The two companies announced a $450 million settlement deal earlier this year in their dispute over whether RIM's BlackBerry handhelds and wireless e-mail system infringes upon patents held by NTP. However, that settlement collapsed in June, setting up court hearings that could lead to the reimposition of an injunction on sales of the BlackBerry in the U.S.

A RIM executive confirmed Thursday that the companies have been in talks recently in front of a court-appointed mediator, but did not comment on the substance of those talks. NTP's lead counsel Thursday declined to comment on any talks between the two companies.

1 Comments:

At Sat Dec 10, 10:34:00 AM PST, Anonymous Anonymous said...

In the midst of charges and counter-charges in the RIM/BlackBerry case, the central issue may become lost. RIM is a foreign multinational corporation found by the courts to have expropriated American inventions for their own gain. Foreign company theft of American innovation is widespread. This is a serious, on-going threat to America's economic and national security and the RIM/BlackBerry case is a clear example.
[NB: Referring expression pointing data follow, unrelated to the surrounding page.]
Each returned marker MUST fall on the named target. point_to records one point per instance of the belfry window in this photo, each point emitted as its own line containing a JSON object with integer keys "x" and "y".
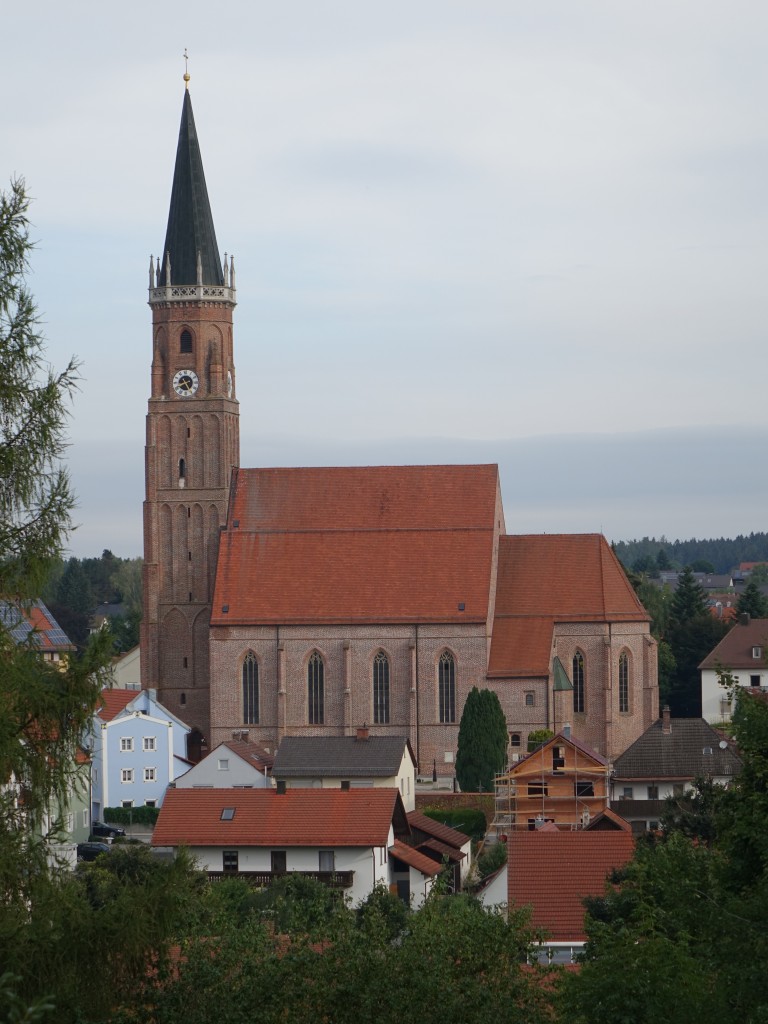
{"x": 315, "y": 678}
{"x": 250, "y": 689}
{"x": 381, "y": 689}
{"x": 579, "y": 682}
{"x": 446, "y": 687}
Americans are calling for justice, starting with an injunction against RIM and a phased replacement of BlackBerry with Palm or alternative U.S.-invented devices.
As a matter of equitable public policy, it is time for all branches of American government and law enforcement to get rid of their BlackBerrys and replace them with an American product and service such as the Palm and the NTP licensed "Good Technologies" service which does the same tasks as the BlackBerry.
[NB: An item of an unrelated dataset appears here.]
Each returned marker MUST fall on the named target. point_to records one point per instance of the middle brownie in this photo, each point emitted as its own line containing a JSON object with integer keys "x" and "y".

It is increasingly difficult for smaller inventors and patent holders to counter the marketing and legal strategies of bigger businesses, especially those financed by outside interests. And again, the RIM/BlackBerry case perfectly illustrates this practice. It is almost impossible to believe that a large, well-financed company like RIM failed to research all prior art in the patent system before bringing the BlackBerry to market.
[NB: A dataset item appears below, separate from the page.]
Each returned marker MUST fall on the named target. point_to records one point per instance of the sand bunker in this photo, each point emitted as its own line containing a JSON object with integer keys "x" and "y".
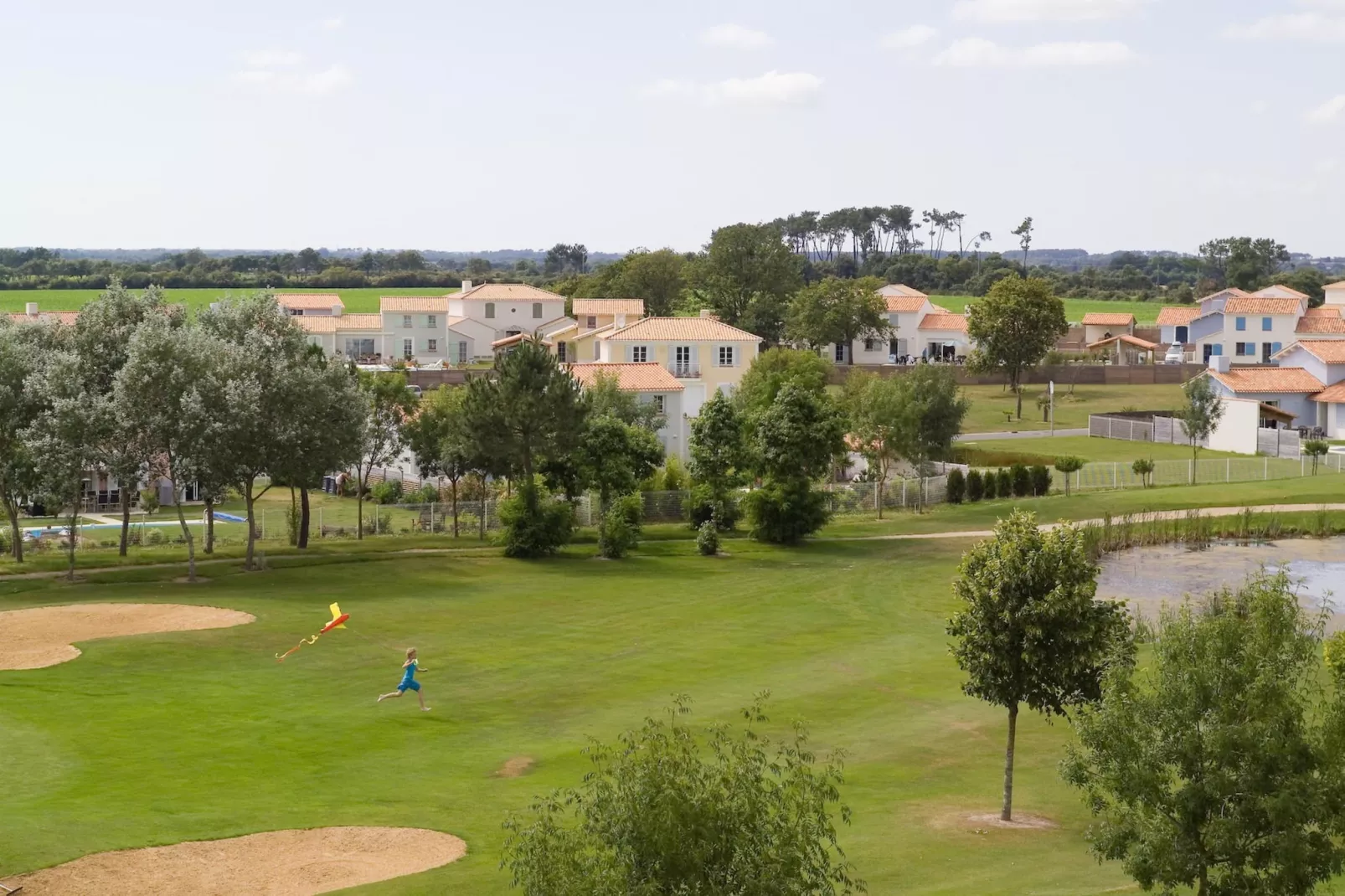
{"x": 279, "y": 863}
{"x": 46, "y": 636}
The courts found that RIM squatted on another's property and when they were caught, this large multinational corporation could have negotiated reasonable compensation to lease the use of the property. But RIM took the low road. RIM mobilized a massive legal, PR and lobbying effort to paint the victims as abusers: RIM attempted to gain the upper hand against NTP while promoting the argument that the original patent holder, and smaller company, really asked for it. After all, NTP's technology was very desirable.
The argument is compelling. Every time an American patent protects a desirable innovation, it is bad policy and poor economics to stand by and allow larger multi-nationals to infringe on that patent and then steamroll the smaller company with a media and legal blitz that the smaller company is unable to counter.
In this instance, RIM has abused patent re-examination to try and break NTP. Not on the merits, but break them with punitive costs associated with the new adversarial reexamination procedures which at this point is something on the order of thirty separate re-examination requests.
There are many aspects to this particular case which can be explored and debated.
The facts in this case have become muddied with charges and counter charges and misleading reports, but fairness demands that the media, the public and government agencies honor the intent of the patent system to protect American inventors and innovation.